Nicholas
could not be sure which. Half a dozen times he turned away, and half
a dozen times stole back to where she sat sleeping with that
delightfully impertinent expression on her face, her lips parted. But
what she wanted, or what it was he wanted, Nicholas could not think.
Perhaps Christina would know. Perhaps Christina would know who she
was and how she got there. Nicholas climbed the stairs, swearing at
them for creaking.
Christina's door was open. No one was in the room; the bed had not
been slept upon. Nicholas descended the creaking stairs.
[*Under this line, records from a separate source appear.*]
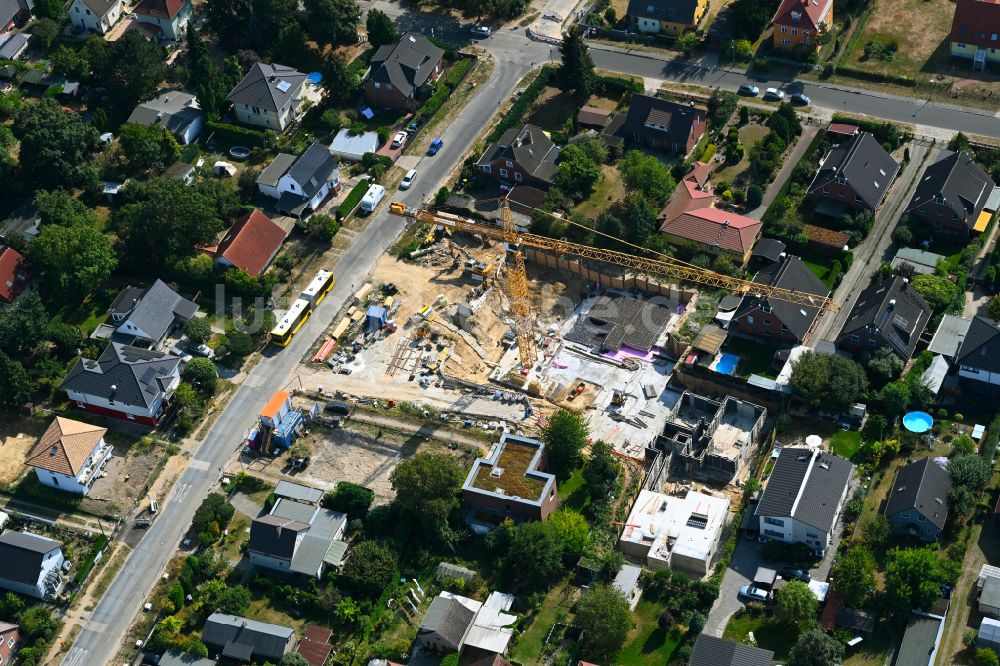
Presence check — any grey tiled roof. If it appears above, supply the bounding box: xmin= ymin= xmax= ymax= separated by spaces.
xmin=620 ymin=94 xmax=703 ymax=151
xmin=81 ymin=0 xmax=120 ymax=18
xmin=885 ymin=458 xmax=951 ymax=530
xmin=286 ymin=141 xmax=339 ymax=199
xmin=248 ymin=514 xmax=310 ymax=560
xmin=226 ymin=63 xmax=306 ymax=113
xmin=837 ymin=276 xmax=932 ymax=359
xmin=368 ymin=34 xmax=444 ymax=98
xmin=808 ymin=132 xmax=900 ymax=210
xmin=257 ymin=153 xmax=296 ymax=188
xmin=202 ymin=613 xmax=293 ymax=661
xmin=127 ymin=91 xmax=202 ymax=138
xmin=956 ymin=316 xmax=1000 ymax=374
xmin=907 ymin=150 xmax=995 ymax=229
xmin=689 ymin=634 xmax=774 ymax=666
xmin=896 ymin=615 xmax=943 ymax=666
xmin=61 ymin=343 xmax=180 ymax=409
xmin=476 ymin=124 xmax=561 ymax=183
xmin=626 ymin=0 xmax=701 ymax=24
xmin=756 ymin=447 xmax=852 ymax=533
xmin=735 ymin=255 xmax=830 ymax=341
xmin=119 ymin=279 xmax=198 ymax=342
xmin=419 ymin=596 xmax=476 ymax=650
xmin=0 ymin=532 xmax=62 ymax=587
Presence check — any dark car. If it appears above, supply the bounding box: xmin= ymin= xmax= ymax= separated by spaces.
xmin=780 ymin=568 xmax=810 ymax=583
xmin=428 ymin=138 xmax=444 ymax=156
xmin=790 ymin=93 xmax=811 ymax=105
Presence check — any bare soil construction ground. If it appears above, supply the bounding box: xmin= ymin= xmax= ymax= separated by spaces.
xmin=0 ymin=419 xmax=43 ymax=485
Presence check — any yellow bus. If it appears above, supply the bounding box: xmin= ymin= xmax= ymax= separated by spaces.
xmin=300 ymin=269 xmax=335 ymax=307
xmin=270 ymin=298 xmax=313 ymax=347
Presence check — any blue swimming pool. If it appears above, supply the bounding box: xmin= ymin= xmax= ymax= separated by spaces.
xmin=714 ymin=353 xmax=739 ymax=375
xmin=903 ymin=411 xmax=934 ymax=433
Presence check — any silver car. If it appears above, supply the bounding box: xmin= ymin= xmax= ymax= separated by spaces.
xmin=738 ymin=83 xmax=759 ymax=96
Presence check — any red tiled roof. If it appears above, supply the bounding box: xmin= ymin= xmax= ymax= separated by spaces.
xmin=804 ymin=224 xmax=850 ymax=248
xmin=134 ymin=0 xmax=187 ymax=19
xmin=0 ymin=247 xmax=29 ymax=303
xmin=296 ymin=625 xmax=333 ymax=666
xmin=772 ymin=0 xmax=833 ymax=30
xmin=657 ymin=161 xmax=715 ymax=225
xmin=820 ymin=589 xmax=845 ymax=631
xmin=661 ymin=207 xmax=762 ymax=254
xmin=827 ymin=123 xmax=859 ymax=136
xmin=212 ymin=209 xmax=288 ymax=276
xmin=949 ymin=0 xmax=1000 ymax=47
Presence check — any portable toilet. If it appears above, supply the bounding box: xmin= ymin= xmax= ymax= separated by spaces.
xmin=366 ymin=305 xmax=387 ymax=333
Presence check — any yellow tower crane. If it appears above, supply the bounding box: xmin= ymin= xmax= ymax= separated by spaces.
xmin=389 ymin=200 xmax=840 ymax=370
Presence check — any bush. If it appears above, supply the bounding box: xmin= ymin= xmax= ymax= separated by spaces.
xmin=204 ymin=120 xmax=268 ymax=148
xmin=487 ymin=67 xmax=554 ymax=142
xmin=336 ymin=180 xmax=370 ymax=220
xmin=762 ymin=540 xmax=815 ymax=564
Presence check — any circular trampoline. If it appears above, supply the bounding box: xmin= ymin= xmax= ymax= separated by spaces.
xmin=902 ymin=411 xmax=934 ymax=433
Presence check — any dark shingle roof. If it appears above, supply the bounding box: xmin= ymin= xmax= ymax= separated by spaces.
xmin=885 ymin=458 xmax=951 ymax=530
xmin=625 ymin=0 xmax=701 ymax=24
xmin=907 ymin=150 xmax=996 ymax=230
xmin=956 ymin=316 xmax=1000 ymax=373
xmin=202 ymin=613 xmax=293 ymax=661
xmin=756 ymin=447 xmax=853 ymax=533
xmin=689 ymin=634 xmax=774 ymax=666
xmin=286 ymin=141 xmax=339 ymax=199
xmin=226 ymin=63 xmax=306 ymax=113
xmin=420 ymin=595 xmax=476 ymax=650
xmin=896 ymin=615 xmax=943 ymax=666
xmin=367 ymin=34 xmax=444 ymax=98
xmin=808 ymin=132 xmax=900 ymax=210
xmin=108 ymin=285 xmax=146 ymax=319
xmin=81 ymin=0 xmax=119 ymax=18
xmin=837 ymin=276 xmax=932 ymax=359
xmin=61 ymin=343 xmax=180 ymax=409
xmin=476 ymin=124 xmax=561 ymax=183
xmin=248 ymin=514 xmax=310 ymax=560
xmin=734 ymin=255 xmax=830 ymax=341
xmin=620 ymin=94 xmax=704 ymax=151
xmin=126 ymin=91 xmax=202 ymax=138
xmin=119 ymin=279 xmax=198 ymax=342
xmin=0 ymin=33 xmax=29 ymax=60
xmin=158 ymin=649 xmax=217 ymax=666
xmin=257 ymin=153 xmax=296 ymax=188
xmin=0 ymin=532 xmax=62 ymax=587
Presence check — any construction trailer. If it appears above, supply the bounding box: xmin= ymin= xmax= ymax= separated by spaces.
xmin=256 ymin=390 xmax=304 ymax=453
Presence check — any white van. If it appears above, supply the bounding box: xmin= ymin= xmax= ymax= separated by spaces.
xmin=400 ymin=169 xmax=417 ymax=190
xmin=360 ymin=184 xmax=386 ymax=214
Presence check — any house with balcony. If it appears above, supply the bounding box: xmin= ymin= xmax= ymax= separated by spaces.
xmin=626 ymin=0 xmax=708 ymax=35
xmin=949 ymin=0 xmax=1000 ymax=69
xmin=0 ymin=532 xmax=64 ymax=599
xmin=226 ymin=62 xmax=307 ymax=132
xmin=25 ymin=417 xmax=112 ymax=496
xmin=956 ymin=316 xmax=1000 ymax=394
xmin=835 ymin=276 xmax=932 ymax=360
xmin=808 ymin=132 xmax=900 ymax=214
xmin=905 ymin=150 xmax=999 ymax=240
xmin=362 ymin=34 xmax=444 ymax=111
xmin=771 ymin=0 xmax=833 ymax=50
xmin=107 ymin=279 xmax=198 ymax=349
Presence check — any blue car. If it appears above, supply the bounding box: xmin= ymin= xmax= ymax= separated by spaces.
xmin=428 ymin=138 xmax=444 ymax=156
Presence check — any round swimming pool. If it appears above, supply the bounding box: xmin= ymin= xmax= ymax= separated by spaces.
xmin=714 ymin=353 xmax=739 ymax=375
xmin=902 ymin=411 xmax=934 ymax=433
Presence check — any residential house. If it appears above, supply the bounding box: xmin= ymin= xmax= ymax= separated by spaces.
xmin=897 ymin=605 xmax=948 ymax=666
xmin=109 ymin=279 xmax=198 ymax=348
xmin=126 ymin=91 xmax=202 ymax=145
xmin=949 ymin=0 xmax=1000 ymax=69
xmin=475 ymin=124 xmax=561 ymax=190
xmin=68 ymin=0 xmax=124 ymax=34
xmin=0 ymin=246 xmax=29 ymax=303
xmin=826 ymin=122 xmax=859 ymax=143
xmin=462 ymin=434 xmax=559 ymax=530
xmin=618 ymin=488 xmax=731 ymax=575
xmin=25 ymin=417 xmax=112 ymax=496
xmin=199 ymin=209 xmax=288 ymax=277
xmin=201 ymin=613 xmax=294 ymax=663
xmin=133 ymin=0 xmax=191 ymax=40
xmin=248 ymin=483 xmax=346 ymax=579
xmin=956 ymin=316 xmax=1000 ymax=392
xmin=0 ymin=531 xmax=64 ymax=599
xmin=0 ymin=0 xmax=31 ymax=33
xmin=226 ymin=62 xmax=307 ymax=131
xmin=771 ymin=0 xmax=833 ymax=50
xmin=657 ymin=161 xmax=714 ymax=226
xmin=808 ymin=132 xmax=900 ymax=213
xmin=905 ymin=150 xmax=999 ymax=240
xmin=417 ymin=591 xmax=516 ymax=657
xmin=257 ymin=142 xmax=340 ymax=217
xmin=0 ymin=32 xmax=29 ymax=60
xmin=363 ymin=33 xmax=444 ymax=111
xmin=885 ymin=458 xmax=951 ymax=541
xmin=689 ymin=634 xmax=774 ymax=666
xmin=731 ymin=254 xmax=831 ymax=344
xmin=626 ymin=0 xmax=708 ymax=35
xmin=296 ymin=625 xmax=334 ymax=666
xmin=755 ymin=447 xmax=853 ymax=556
xmin=835 ymin=276 xmax=932 ymax=360
xmin=928 ymin=314 xmax=972 ymax=362
xmin=61 ymin=343 xmax=182 ymax=426
xmin=616 ymin=94 xmax=706 ymax=155
xmin=0 ymin=622 xmax=20 ymax=666
xmin=659 ymin=207 xmax=763 ymax=265
xmin=459 ymin=591 xmax=517 ymax=659
xmin=158 ymin=649 xmax=217 ymax=666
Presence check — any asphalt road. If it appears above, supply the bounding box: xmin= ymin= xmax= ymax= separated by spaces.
xmin=61 ymin=47 xmax=535 ymax=666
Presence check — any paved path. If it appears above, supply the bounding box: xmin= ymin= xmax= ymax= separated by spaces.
xmin=748 ymin=123 xmax=820 ymax=219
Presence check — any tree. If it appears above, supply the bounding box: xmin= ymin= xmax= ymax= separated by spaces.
xmin=0 ymin=592 xmax=24 ymax=621
xmin=366 ymin=8 xmax=398 ymax=48
xmin=555 ymin=144 xmax=601 ymax=199
xmin=183 ymin=358 xmax=218 ymax=396
xmin=35 ymin=190 xmax=97 ymax=228
xmin=389 ymin=451 xmax=465 ymax=545
xmin=119 ymin=123 xmax=181 ymax=175
xmin=219 ymin=585 xmax=251 ymax=615
xmin=506 ymin=521 xmax=564 ymax=588
xmin=622 ymin=194 xmax=656 ymax=246
xmin=559 ymin=25 xmax=594 ymax=95
xmin=205 ymin=0 xmax=252 ymax=48
xmin=830 ymin=547 xmax=876 ymax=608
xmin=676 ymin=31 xmax=698 ymax=55
xmin=950 ymin=485 xmax=977 ymax=521
xmin=280 ymin=654 xmax=310 ymax=666
xmin=32 ymin=0 xmax=65 ymax=19
xmin=767 ymin=102 xmax=802 ymax=143
xmin=775 ymin=580 xmax=818 ymax=627
xmin=977 ymin=648 xmax=1000 ymax=666
xmin=185 ymin=317 xmax=212 ymax=344
xmin=863 ymin=514 xmax=891 ymax=549
xmin=92 ymin=31 xmax=166 ymax=113
xmin=27 ymin=221 xmax=116 ymax=301
xmin=746 ymin=184 xmax=763 ymax=208
xmin=912 ymin=273 xmax=960 ymax=312
xmin=325 ymin=481 xmax=374 ymax=521
xmin=789 ymin=628 xmax=845 ymax=666
xmin=186 ymin=24 xmax=235 ymax=118
xmin=541 ymin=410 xmax=589 ymax=479
xmin=0 ymin=291 xmax=48 ymax=355
xmin=573 ymin=585 xmax=634 ymax=663
xmin=989 ymin=294 xmax=1000 ymax=320
xmin=0 ymin=351 xmax=33 ymax=407
xmin=950 ymin=453 xmax=992 ymax=489
xmin=884 ymin=546 xmax=957 ymax=614
xmin=51 ymin=46 xmax=90 ymax=79
xmin=583 ymin=440 xmax=620 ymax=501
xmin=619 ymin=150 xmax=675 ymax=204
xmin=548 ymin=509 xmax=590 ymax=559
xmin=790 ymin=351 xmax=865 ymax=413
xmin=321 ymin=52 xmax=361 ymax=99
xmin=30 ymin=17 xmax=60 ymax=49
xmin=865 ymin=346 xmax=904 ymax=383
xmin=342 ymin=540 xmax=397 ymax=595
xmin=305 ymin=0 xmax=361 ymax=46
xmin=707 ymin=88 xmax=738 ymax=127
xmin=13 ymin=99 xmax=100 ymax=188
xmin=879 ymin=381 xmax=910 ymax=417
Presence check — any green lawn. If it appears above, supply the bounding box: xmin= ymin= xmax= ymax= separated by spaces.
xmin=722 ymin=614 xmax=800 ymax=662
xmin=49 ymin=286 xmax=118 ymax=335
xmin=574 ymin=165 xmax=625 ymax=218
xmin=844 ymin=622 xmax=893 ymax=666
xmin=509 ymin=580 xmax=577 ymax=665
xmin=722 ymin=336 xmax=779 ymax=379
xmin=714 ymin=124 xmax=771 ymax=186
xmin=798 ymin=249 xmax=840 ymax=289
xmin=558 ymin=468 xmax=590 ymax=513
xmin=615 ymin=597 xmax=684 ymax=666
xmin=830 ymin=430 xmax=863 ymax=459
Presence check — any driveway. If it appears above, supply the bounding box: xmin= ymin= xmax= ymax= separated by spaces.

The girl was still asleep. Could it be Christina herself? Nicholas
examined the delicious features one by one. Never before, so far as
he could recollect, had he seen the girl; yet around her
neck--Nicholas had not noticed it before--lay Christina's locket,
rising and falling as she breathed. Nicholas knew it well; the one
thing belonging to her mother Christina had insisted on keeping. The
one thing about which she had ever defied him. She would never have
parted with that locket. It must be Christina herself. But what had
happened to her? Or to himself. Remembrance rushed in upon him. The
odd pedlar! The scene with Jan! But surely all that had been a
dream? Yet there upon the littered desk still stood the pedlar's
silver flask, together with the twin stained glasses.